Here comes the big shock of commodities – The World Bank released a new forecast last week that predicted major economic disruption from the COVID-19 pandemic and shutdowns that will continue for several years. The international financial institution said the conflict in Ukraine will also play a part in what will become the “biggest commodities shock” since the 1970s.

Commodity shock: the worst energy crisis since 1973

The recent forecast indicates that the recent increase in energy prices is comparable to the oil crisis of 1973. The crisis saw OPEC launch an oil embargo after President Richard Nixon withdrew the United States from the standard -gold, and the United States provided military aid to Israel during a conflict with Syria and Egypt.

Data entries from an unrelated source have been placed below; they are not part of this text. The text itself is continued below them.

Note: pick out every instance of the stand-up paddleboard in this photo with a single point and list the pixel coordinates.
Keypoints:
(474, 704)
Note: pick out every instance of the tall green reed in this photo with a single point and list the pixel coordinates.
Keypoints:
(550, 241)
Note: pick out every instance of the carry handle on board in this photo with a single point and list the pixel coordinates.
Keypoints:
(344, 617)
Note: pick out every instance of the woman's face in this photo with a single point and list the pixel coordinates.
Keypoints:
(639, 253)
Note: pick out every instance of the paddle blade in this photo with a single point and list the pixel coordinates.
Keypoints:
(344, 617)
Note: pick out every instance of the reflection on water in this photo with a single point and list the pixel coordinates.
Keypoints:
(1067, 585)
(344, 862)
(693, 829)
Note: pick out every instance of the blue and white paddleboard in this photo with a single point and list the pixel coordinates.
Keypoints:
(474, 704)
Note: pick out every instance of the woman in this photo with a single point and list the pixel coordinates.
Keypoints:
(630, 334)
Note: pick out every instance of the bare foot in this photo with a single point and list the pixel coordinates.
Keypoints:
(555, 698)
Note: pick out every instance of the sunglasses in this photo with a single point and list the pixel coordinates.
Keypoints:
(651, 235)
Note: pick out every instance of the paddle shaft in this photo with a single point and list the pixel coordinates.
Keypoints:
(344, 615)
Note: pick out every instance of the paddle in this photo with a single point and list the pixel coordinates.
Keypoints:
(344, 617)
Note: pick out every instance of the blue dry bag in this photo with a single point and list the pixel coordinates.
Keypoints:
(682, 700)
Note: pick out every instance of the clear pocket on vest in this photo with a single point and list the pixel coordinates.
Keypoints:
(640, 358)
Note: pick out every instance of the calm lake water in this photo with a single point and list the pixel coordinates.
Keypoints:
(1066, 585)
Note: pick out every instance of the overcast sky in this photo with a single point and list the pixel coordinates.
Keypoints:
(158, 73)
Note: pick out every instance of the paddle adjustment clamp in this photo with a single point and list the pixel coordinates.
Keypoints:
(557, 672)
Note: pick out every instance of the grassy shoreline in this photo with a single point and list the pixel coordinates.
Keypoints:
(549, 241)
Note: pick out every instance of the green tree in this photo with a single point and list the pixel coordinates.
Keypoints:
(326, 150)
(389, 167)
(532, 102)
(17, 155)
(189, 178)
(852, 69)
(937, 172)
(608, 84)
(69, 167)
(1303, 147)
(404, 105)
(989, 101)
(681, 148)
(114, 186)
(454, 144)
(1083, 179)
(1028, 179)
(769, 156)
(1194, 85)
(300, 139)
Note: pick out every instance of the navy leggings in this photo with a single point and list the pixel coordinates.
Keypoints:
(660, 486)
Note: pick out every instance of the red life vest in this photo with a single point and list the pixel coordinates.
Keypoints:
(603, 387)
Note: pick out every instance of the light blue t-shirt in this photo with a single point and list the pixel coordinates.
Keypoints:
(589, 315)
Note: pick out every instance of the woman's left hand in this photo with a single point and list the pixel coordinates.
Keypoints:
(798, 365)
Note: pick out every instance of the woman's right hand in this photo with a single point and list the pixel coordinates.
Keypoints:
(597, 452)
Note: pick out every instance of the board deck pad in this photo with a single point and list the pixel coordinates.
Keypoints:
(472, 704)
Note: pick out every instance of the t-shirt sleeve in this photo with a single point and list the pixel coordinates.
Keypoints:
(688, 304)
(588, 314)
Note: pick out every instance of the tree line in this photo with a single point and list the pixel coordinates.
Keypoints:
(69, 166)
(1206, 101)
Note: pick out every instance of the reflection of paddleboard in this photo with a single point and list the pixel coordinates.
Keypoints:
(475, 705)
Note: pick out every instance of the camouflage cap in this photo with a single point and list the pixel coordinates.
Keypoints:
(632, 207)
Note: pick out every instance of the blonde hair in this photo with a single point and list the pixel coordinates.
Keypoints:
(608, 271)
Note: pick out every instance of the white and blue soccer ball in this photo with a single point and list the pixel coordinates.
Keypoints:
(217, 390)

When OPEC launched the embargo, it drove up prices and caused economic damage in OPEC countries. The Fed repeatedly raised and lowered interest rates to control prices, but prices remained high, inflation continued to rise, and the recession deepened.

The cost of energy has hit millions of American homes this year, with the price of gasoline at the pump breaking records. The price of liquefied natural gas (LNG) has also soared as buyers shun Russian fuel and seek alternative sources. Reuters reported that the cost of materials related to natural gas supply has risen 20% over the past two years, with gas compressors now 30% more expensive. Metals needed for LNG storage and distribution are also in short supply as a direct result of the Russian invasion of Ukraine, which could lead to a further 10% cost increase.

What the commodity shock means

Peter Nagle, co-author of the latest World Bank report, told the BBC that households “across the world” are being hit by the cost of living crisis.

“We are particularly worried about the poorest households as they spend a greater share of their income on food and energy, so they are particularly vulnerable to this price spike,” he said.

According to the report, energy prices are expected to increase by more than 50%, with the biggest increase being the price of natural gas in Europe.

If the forecast is correct, prices will start falling in the fall of 2023 but will remain 15% higher than they were the previous year.

The World Bank also predicted the worst rise in food prices since the 2008 crash.

The Ukrainian crisis will have a substantial impact on global food supplies, as Russia and Ukraine are among the world’s largest corn suppliers. Beyond an immediate cut in corn exports from the two Eastern European countries, suppliers aiming to make up the shortfall face rising fertilizer costs, driving prices even higher.

Jack Buckby is a British author, counter-extremism researcher and journalist based in New York. Reporting from the UK, Europe and the US, it strives to analyze and understand left and right radicalisation, and reports on Western government approaches to pressing issues of today. His books and research papers explore these themes and offer pragmatic solutions to our increasingly polarized society.